0421 GMT February 21, 2020
The Senate needed 60 votes in order for it to move ahead with the House bill, however, the vote was 57-42 early on Saturday, Press TV reported.
Now, the government is required to gain court approval if it needs phone records from companies on a case-by-case basis.
This came as a major blow to the White House, which has been pressurizing the Senate to back the House bill.
The supporters of the bill in the House issued a statement on Friday, saying they would reject proposals being floated in the Senate on the same day.
The House bill “is a carefully crafted compromise that has been worked on for nearly two years and was passed overwhelmingly in the House,” the House Judiciary Committee’s chairman, Bob Goodlatte (R., Va.) and top Democrat, John Conyers of Michigan as well as two other lawmakers said in the statement.

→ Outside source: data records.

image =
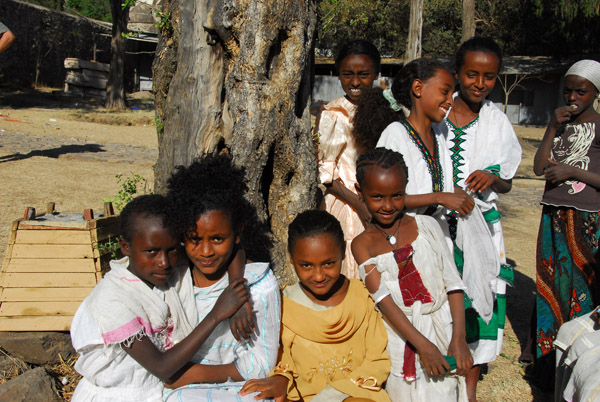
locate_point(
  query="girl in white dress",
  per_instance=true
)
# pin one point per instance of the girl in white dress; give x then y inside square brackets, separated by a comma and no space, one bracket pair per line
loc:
[409,271]
[358,65]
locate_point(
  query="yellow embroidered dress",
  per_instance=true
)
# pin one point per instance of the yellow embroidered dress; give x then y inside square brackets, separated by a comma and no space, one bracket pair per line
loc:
[337,161]
[343,347]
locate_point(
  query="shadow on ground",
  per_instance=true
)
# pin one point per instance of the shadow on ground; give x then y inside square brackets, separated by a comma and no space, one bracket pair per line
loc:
[54,152]
[29,97]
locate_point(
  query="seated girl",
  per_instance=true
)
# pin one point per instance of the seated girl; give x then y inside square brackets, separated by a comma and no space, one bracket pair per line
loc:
[333,340]
[129,332]
[212,214]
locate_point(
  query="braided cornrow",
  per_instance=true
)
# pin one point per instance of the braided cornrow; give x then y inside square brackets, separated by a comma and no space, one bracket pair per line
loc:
[382,157]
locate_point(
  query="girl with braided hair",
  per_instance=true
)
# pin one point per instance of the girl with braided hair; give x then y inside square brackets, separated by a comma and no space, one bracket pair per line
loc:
[409,271]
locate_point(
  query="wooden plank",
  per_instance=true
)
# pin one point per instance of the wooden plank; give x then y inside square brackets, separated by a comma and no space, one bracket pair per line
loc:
[104,232]
[76,79]
[51,265]
[71,63]
[45,280]
[10,309]
[44,294]
[52,251]
[56,323]
[53,237]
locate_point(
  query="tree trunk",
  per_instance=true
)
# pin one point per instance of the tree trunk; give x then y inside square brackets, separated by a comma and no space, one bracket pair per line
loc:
[115,89]
[415,29]
[236,75]
[468,20]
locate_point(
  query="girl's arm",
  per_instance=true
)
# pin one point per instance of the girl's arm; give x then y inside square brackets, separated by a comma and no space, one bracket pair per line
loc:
[481,180]
[458,201]
[241,322]
[432,359]
[458,344]
[338,189]
[165,364]
[540,161]
[204,373]
[556,172]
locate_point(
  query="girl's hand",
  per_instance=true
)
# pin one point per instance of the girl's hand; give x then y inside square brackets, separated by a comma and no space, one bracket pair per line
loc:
[458,201]
[557,172]
[433,361]
[270,387]
[460,350]
[479,181]
[231,299]
[242,323]
[561,115]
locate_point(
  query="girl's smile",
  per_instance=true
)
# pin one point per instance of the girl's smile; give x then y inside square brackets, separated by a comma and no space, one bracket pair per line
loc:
[210,248]
[318,263]
[357,72]
[477,76]
[383,193]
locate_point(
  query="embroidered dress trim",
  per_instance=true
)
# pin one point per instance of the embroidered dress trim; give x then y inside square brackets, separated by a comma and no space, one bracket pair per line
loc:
[457,149]
[433,161]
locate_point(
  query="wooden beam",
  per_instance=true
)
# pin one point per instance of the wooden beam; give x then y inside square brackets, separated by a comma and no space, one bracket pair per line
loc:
[57,323]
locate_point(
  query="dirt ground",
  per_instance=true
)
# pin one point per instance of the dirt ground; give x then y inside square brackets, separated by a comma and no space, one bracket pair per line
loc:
[69,150]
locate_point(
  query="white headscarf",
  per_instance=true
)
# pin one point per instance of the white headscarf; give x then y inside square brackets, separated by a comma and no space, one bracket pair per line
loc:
[588,69]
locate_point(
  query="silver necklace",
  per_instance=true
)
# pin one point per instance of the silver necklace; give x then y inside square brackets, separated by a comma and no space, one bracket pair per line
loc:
[391,238]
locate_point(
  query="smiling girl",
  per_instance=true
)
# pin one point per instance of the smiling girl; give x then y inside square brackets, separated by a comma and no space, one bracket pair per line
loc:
[401,119]
[358,65]
[332,340]
[485,155]
[213,215]
[409,271]
[130,332]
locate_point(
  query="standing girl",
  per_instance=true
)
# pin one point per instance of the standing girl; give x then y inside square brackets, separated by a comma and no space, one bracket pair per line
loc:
[423,89]
[129,332]
[408,269]
[212,215]
[567,250]
[332,338]
[485,155]
[358,65]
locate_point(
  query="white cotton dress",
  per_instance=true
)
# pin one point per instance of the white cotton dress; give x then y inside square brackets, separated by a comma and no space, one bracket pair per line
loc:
[436,268]
[254,359]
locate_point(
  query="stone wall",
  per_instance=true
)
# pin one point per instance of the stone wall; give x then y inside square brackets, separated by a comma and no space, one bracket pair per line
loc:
[44,38]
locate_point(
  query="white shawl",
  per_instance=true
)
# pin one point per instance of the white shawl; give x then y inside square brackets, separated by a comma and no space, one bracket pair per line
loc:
[126,309]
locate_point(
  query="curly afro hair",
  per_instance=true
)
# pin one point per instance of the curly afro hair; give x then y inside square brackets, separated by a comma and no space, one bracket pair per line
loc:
[213,183]
[374,113]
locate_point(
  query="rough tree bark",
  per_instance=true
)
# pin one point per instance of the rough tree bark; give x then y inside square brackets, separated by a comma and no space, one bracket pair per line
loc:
[236,74]
[415,29]
[115,89]
[468,23]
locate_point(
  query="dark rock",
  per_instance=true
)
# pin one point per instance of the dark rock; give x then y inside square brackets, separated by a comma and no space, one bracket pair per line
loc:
[32,386]
[37,347]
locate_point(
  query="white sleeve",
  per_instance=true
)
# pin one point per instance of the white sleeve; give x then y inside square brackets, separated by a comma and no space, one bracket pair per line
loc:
[258,357]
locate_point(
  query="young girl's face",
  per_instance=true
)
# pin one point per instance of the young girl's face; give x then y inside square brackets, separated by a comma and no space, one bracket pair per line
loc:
[434,96]
[318,263]
[477,76]
[152,251]
[210,248]
[357,72]
[383,191]
[579,93]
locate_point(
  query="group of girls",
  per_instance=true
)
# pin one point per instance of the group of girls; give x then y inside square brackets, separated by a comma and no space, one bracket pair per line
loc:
[413,173]
[460,153]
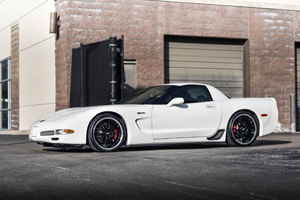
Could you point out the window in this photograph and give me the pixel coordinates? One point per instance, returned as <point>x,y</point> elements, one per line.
<point>190,94</point>
<point>5,90</point>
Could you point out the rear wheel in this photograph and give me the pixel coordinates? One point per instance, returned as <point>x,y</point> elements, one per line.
<point>106,133</point>
<point>243,129</point>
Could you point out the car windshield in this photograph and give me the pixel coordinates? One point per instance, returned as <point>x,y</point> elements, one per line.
<point>149,95</point>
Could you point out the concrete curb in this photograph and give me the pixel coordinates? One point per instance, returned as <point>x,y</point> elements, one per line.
<point>10,132</point>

“The short-term extensions and other proposals being discussed in the Senate don’t have the support to pass in the House of Representatives.”
The Senate also rejected a short-term extension of the USA Patriot Act which will expire on June 1. The vote was 45-54, which again fell short of the 60-vote threshold.
The Patriot Act allows the NSA to collect any telephone and business records relevant to a counterterrorism investigation.
The extent of the NSA’s spying activities was revealed in June 2013, when Edward Snowden, a former contractor, began leaking classified intelligence documents.
The disclosures revealed that the NSA had been collecting the phone records of millions of Americans and foreign nationals as well as political leaders around the world.